If you were feeling incredibly generous, you may have felt a small amount of fremdschämen for Donald Trump’s lawyer Rudy Giuliani as he “adjusted” himself on a hotel bed in the company of Tutar posing as a reporter in the film. 

“The feeling is usually directed only toward people that should have known better than to put themselves into such a position,” Pickar said. “Oftentimes, it’s people that were actually paid to make fools out of themselves ― for instance, in reality TV shows ― or people that are simply by the nature of their trade supposed to be smarter than that, like politicians or people of prominence.” (Cough, cough, Giuliani.) 

The prevailing feeling with fremdschämen may be, “Oh, you were so gullible to put yourself in that position,” but you also sympathise ― and maybe even empathise ― with the person.

“There might be a little moment of personal shock in secret awareness that this actually could be us if the opportunity had presented itself,” Pickar said. “Are we really 100% sure that Ali G could not punk us if he wanted to?” 

Another nuance in the word that’s worth nothing? With fremdschämen, you usually need to be able to identify with the person in question to some degree.

“One would think that Donald Trump would be an inexhaustible source of fremdschämen, but it doesn’t work like that, because the average person can hardly identify with such a person,” Pickar said. “But I guess looking at his audience during some rally, this is when the fremdschämen might kick in.”

The expression became a popular part of the lexicon in the era of the “The Jerry Springer Show,” according to Pickar. Apparently, Germany had a lot of similar cringe-y talk shows in which people sat down and shared way too much information about their personal lives. 

Fremdschämen is one of many cherished compound words in the German language. 

The word itself can be broken into two parts, said Levi Antrim, a high school German teacher with a language instruction YouTube channel.

“The first part ‘fremd’ is the word for ‘strange’ in German,” Antrim said. “The second half, ‘schämen’ is ‘to be embarrassed.’ So it’s literally to be embarrassed for a stranger.”

Germans love their compound words: schadenfreude, for instance, is a compound of schaden meaning “damage” or “harm” and freude meaning “joy.” 

The abundance of compound words means there’s a German word for seemingly everything. 

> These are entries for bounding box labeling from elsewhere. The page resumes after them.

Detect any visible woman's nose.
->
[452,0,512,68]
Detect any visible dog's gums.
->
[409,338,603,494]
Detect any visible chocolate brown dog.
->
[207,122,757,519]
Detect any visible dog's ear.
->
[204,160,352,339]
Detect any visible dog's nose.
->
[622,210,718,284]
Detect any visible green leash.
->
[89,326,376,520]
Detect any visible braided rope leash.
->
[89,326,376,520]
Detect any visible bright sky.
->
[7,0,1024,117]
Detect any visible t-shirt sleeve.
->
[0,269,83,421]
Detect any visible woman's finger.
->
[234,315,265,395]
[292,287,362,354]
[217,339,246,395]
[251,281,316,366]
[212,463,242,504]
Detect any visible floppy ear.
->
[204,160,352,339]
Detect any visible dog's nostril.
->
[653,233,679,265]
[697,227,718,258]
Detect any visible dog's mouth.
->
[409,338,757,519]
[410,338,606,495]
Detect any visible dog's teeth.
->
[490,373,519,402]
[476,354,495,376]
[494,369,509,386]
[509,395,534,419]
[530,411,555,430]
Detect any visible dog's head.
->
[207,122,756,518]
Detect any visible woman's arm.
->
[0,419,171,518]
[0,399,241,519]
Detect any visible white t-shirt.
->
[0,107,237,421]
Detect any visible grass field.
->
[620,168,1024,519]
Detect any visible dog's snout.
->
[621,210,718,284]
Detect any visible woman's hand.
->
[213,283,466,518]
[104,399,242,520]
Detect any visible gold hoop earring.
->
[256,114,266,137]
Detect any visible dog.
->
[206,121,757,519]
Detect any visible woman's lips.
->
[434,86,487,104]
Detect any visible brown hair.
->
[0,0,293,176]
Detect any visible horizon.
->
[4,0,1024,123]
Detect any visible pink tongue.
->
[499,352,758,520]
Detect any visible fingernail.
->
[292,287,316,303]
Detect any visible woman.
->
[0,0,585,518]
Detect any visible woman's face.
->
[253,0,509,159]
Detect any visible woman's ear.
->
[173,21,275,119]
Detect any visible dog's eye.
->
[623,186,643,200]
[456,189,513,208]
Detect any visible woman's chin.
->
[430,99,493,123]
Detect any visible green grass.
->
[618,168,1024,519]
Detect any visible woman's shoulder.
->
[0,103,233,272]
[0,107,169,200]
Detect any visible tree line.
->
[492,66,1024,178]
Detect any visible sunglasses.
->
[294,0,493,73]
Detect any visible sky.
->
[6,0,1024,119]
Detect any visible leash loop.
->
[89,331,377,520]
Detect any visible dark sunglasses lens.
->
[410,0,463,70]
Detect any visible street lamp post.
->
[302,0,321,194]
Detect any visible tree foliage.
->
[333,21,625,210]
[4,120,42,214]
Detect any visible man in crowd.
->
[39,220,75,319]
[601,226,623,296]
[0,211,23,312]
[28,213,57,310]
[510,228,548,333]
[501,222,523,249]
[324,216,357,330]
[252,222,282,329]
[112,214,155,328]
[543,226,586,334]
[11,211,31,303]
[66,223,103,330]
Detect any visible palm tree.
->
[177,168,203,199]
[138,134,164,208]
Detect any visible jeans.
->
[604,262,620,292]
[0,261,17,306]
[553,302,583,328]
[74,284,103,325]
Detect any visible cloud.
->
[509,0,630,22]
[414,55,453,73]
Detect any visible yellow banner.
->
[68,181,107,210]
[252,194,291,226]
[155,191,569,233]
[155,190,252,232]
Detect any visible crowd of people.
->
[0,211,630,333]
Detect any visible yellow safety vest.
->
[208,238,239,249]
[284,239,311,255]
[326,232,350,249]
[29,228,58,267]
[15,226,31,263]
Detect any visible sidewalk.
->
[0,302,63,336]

“With German, you can take two words and smush them together and create something entirely new,” Antrim said. (This kind of thing occurs in English, too — “mansplaining,” for instance — but far less often.)

Compound words are the reason why Swiss-born British philosopher Alain de Botton says Germans can say things others struggle to talk about. 

“Germans are geniuses at inventing long or what they call compound words that elegantly put a finger on sensations that we all know but that other languages require whole clumsy sentences or paragraphs to express,” he explained in “The School of Life” video below.

Antrim offered up some of his favorite compound German words. 

“There’s the word ‘heimweh’ or homesickness. It literally is ‘home pain,’” he said. “But switch it up to make ‘fernweh’ (literally ‘far pain’) and you have a similar feeling of longing to be somewhere, but it is far away instead of home.” (Who doesn’t feel a bit of fernweh now that we’re all stuck at home, unable to travel?)

Bharat Chaudhary, a YouTuber living in Germany, admits that the hyper specificity of the German language caught him off guard when he first moved to the country. 

“Being married to a German, one thing I have noticed is how ridiculously observant Germans are about things,” he said. “They have this innate ability to express complicated feelings through composite words that can very directly express a particular feeling and that could come from the directness ingrained in the German culture.”

In the end, that’s what makes our friends in Deutschland such effective communicators. Sure, German may not be the most melodic language, but if you want to convey a thought fast and precisely, you’d be hard-pressed to find a better language to do it in than German. Gut gemacht, friends!